The Jenkins core release automation project has been delivering Jenkins weekly releases since Jenkins 2.232, April 16, 2020. The Linux repositories that deliver the weekly release were updated with new GPG keys with the release of Jenkins 2.232.

Beginning with Jenkins LTS release 2.235.3, stable repositories will be signed with the same GPG keys that sign the weekly repositories. Administrators of Linux systems must install the new signing keys on their Linux servers before installing Jenkins 2.235.3.

Debian/Ubuntu

Update Debian compatible operating systems (Debian, Ubuntu, Linux Mint Debian Edition, etc.) with the command:

Debian/Ubuntu
# wget -qO - https://pkg.jenkins.io/debian-stable/jenkins.io.key | apt-key add -

Red Hat/CentOS

Update Red Hat compatible operating systems (Red Hat Enterprise Linux, CentOS, Fedora, Oracle Linux, Scientific Linux, etc.) with the command:

Red Hat/CentOS
# rpm --import https://pkg.jenkins.io/redhat-stable/jenkins.io.key

Frequently Asked Questions

What if I don’t update the repository signing key?
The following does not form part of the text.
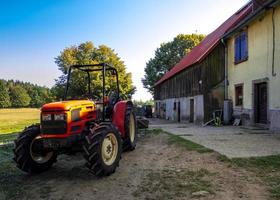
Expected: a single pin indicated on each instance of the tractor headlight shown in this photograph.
(46, 117)
(59, 117)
Updates will be blocked by the operating system package manager (apt, yum, dnf) on operating systems that have not installed the new repository signing key. Sample messages from the operating system may look like:

Debian/Ubuntu
Reading package lists... Done
W: GPG error: https://pkg.jenkins.io/debian-stable binary/ Release:
    The following signatures couldn't be verified because the public key is not available:
        NO_PUBKEY FCEF32E745F2C3D5
E: The repository 'https://pkg.jenkins.io/debian-stable binary/ Release' is not signed.
N: Updating from such a repository can't be done securely, and is therefore disabled by default.
N: See apt-secure(8) manpage for repository creation and user configuration details.
Red Hat/CentOS
Downloading packages:
warning: /var/cache/yum/x86_64/7/jenkins/packages/jenkins-2.235.3-1.1.noarch.rpm:
    Header V4 RSA/SHA512 Signature, key ID 45f2c3d5: NOKEY
Public key for jenkins-2.235.3-1.1.noarch.rpm is not installed

Why is the repository signing key being updated?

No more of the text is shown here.